***This post is about suicide. It may not be appropriate for some readers.***
Suicide is a hard topic to talk or even think about. In my own struggle with suicidal thoughts, I would never say the word ‘suicide’. I was afraid and ashamed of this word, but fear and shame doesn’t stop attempts or thoughts nor do the phrases, ‘Don’t do it’ and ‘You have so much to live for.’
To friends reading, I am fine.
‘Don’t do it.’
When someone is experiencing suicidal ideation, I think one of the worst statements to say to that person is, ‘Don’t do it.’ Why? Well, this phrase can feel like a command or demand. My response would be, ‘Who are you to tell me what to do?’ Is such a response wrong? Perhaps. However, when someone’s in extreme pain or distress, the best approach isn’t commanding or demanding. Imagine breaking both legs and having someone respond by telling you to ‘Get up!’ That’s what saying ‘Don’t do it,’ can sound and feel like to a person wanting to commit suicide. You may not understand why someone wants to take their own life, but your understanding shouldn’t be a priority in that moment.
Suicide isn’t necessarily about wanting to die. In my experience, it’s more about wanting to end severe emotional or mental or physical pain and suffering.
‘You have so much to live for.’
‘But I don’t care.’ That’s my response to, ‘You have so much to live for.’ ‘I don’t care.’
Future plans and possibilities are negligible for someone experiencing suicidal ideation. In that moment, you want to end your suffering. That’s it. ‘You have so much to live for,’ might resonate with a teenager but to someone 58 years of age, it may not make the same impression. When I was having suicidal thoughts, I couldn’t see the future. No one was going to convince me there was anything to see. Not being able to see a future intensified my distress. I thought, ‘Why be here if there’s nothing else?’
What should I say?
I’m not sure. Perhaps nothing but definitely not, ‘Don’t do it,’ or ‘You have so much to live for.’
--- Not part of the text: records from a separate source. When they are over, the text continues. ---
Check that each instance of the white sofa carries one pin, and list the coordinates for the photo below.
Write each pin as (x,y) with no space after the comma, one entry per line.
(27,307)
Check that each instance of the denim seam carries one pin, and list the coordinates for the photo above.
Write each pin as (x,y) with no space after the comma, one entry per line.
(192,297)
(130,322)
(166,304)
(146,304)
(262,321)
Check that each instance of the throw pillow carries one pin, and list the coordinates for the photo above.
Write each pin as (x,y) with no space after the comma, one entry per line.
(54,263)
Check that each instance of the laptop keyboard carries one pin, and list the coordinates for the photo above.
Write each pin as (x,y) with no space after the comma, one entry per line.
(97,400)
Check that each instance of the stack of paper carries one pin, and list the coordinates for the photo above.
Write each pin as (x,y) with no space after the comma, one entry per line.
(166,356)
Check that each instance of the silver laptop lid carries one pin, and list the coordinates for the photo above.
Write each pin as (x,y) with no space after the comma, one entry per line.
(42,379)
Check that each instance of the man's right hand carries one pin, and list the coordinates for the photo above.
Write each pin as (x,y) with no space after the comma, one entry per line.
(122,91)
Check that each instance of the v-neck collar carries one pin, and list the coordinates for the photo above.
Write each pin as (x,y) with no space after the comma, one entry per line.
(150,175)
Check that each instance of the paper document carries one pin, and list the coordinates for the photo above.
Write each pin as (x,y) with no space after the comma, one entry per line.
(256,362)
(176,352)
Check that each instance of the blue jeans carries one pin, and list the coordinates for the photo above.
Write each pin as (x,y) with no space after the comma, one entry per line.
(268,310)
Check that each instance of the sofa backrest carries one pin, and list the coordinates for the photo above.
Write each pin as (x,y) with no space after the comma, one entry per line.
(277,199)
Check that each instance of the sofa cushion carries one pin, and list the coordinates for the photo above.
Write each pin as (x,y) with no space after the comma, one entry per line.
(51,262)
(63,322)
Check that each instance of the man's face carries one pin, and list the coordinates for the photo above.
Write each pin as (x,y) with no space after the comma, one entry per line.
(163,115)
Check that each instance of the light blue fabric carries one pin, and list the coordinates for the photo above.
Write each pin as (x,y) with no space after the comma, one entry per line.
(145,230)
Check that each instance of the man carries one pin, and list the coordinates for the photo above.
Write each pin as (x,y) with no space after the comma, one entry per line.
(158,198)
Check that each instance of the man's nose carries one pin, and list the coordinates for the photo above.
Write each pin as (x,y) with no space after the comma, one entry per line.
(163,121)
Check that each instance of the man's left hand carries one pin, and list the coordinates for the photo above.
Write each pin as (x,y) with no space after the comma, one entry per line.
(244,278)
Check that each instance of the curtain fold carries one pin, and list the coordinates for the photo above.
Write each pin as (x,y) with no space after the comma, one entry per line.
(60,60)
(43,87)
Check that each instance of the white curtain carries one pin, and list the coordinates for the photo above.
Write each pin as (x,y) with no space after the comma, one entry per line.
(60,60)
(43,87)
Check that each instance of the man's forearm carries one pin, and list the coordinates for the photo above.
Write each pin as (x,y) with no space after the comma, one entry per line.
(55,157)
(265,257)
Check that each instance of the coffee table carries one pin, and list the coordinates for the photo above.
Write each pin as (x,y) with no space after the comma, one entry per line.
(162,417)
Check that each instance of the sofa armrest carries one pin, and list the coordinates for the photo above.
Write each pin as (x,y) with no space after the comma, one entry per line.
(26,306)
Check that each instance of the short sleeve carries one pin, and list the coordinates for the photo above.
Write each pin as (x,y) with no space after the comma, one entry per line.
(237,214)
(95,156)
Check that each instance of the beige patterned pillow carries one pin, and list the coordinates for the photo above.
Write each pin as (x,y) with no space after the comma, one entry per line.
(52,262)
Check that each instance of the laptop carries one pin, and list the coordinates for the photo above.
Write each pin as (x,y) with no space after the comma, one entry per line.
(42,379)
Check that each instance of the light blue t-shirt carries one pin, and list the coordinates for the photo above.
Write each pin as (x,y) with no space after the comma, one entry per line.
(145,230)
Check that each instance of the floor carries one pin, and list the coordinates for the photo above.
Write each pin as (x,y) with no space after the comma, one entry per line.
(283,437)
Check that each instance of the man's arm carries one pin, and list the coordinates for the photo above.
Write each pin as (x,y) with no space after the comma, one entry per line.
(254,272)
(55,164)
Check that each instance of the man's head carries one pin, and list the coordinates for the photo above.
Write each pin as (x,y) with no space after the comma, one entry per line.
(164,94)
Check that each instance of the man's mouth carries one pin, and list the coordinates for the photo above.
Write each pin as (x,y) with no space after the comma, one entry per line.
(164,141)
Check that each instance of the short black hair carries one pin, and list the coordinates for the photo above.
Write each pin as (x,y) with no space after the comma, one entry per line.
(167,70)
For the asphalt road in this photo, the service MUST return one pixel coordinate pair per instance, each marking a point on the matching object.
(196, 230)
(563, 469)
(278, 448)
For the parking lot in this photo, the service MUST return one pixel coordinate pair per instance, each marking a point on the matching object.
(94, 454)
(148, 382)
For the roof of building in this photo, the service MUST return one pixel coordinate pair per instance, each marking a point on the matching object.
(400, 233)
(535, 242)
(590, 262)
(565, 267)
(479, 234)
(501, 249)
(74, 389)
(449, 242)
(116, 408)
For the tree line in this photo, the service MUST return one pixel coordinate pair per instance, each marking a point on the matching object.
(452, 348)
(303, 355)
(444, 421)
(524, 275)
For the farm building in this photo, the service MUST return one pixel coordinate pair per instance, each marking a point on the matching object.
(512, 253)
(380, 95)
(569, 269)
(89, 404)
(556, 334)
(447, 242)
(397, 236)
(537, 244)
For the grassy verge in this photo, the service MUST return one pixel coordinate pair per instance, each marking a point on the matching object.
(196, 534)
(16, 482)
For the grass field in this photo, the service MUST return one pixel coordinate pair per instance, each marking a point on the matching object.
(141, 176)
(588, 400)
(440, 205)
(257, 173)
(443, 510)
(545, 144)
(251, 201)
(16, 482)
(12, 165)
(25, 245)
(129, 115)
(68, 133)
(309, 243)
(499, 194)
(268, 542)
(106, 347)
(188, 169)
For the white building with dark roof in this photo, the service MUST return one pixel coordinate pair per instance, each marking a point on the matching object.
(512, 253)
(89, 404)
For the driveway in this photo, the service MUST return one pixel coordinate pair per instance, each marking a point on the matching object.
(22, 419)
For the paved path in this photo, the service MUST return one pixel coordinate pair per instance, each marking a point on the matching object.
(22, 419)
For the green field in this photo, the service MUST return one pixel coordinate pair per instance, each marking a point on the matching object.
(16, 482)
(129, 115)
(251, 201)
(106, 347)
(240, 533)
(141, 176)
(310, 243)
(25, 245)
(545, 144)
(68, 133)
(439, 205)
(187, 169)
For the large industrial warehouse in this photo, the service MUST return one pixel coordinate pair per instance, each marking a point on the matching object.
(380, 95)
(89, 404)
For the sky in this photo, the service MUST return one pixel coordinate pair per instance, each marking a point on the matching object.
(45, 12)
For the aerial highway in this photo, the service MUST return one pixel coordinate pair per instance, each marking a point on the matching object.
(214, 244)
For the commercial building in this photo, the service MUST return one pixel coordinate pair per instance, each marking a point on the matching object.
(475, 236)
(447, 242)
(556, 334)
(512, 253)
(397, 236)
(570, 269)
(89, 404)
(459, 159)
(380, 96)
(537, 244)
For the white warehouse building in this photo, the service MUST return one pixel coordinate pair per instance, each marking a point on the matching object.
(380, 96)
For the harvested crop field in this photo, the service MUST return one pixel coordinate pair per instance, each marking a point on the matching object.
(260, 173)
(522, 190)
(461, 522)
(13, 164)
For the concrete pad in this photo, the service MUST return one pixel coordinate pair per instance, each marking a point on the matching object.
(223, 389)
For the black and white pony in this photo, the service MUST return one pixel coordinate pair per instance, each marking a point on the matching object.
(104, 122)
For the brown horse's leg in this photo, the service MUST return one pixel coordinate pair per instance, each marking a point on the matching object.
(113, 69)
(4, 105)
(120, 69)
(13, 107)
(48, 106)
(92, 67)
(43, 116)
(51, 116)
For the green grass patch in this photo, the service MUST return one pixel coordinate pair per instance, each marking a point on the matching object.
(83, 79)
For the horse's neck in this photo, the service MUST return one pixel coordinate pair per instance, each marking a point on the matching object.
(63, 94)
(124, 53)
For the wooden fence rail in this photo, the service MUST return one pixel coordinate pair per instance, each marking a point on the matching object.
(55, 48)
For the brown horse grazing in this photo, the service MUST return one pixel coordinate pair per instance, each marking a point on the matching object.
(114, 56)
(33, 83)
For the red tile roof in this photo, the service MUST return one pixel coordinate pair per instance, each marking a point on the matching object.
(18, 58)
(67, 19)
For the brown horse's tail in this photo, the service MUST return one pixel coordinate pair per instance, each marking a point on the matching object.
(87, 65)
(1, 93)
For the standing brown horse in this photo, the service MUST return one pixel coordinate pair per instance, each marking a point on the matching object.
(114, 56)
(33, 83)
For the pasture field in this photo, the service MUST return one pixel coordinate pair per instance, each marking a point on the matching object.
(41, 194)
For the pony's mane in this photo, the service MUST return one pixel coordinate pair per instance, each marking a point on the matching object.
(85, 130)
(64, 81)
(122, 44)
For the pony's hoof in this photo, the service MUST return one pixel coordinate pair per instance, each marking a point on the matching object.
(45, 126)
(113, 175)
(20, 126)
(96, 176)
Whenever I’ve wanted to commit suicide AND told someone so, I think I wanted compassion not answers and speeches but compassion (genuine concern for my suffering). When any of us goes through difficult times, it seems the things we want and need most are care and support—someone to hear and help bear the load.
They Mayo Clinic’s What to do When someone is suicidal, provides good pointers on things we can do if we encounter someone who is suicidal. If you’re not sure or don’t feel comfortable, dial the National Suicide Prevention Hotline (1-800-273-8255), put the phone on speaker and just be there with the person.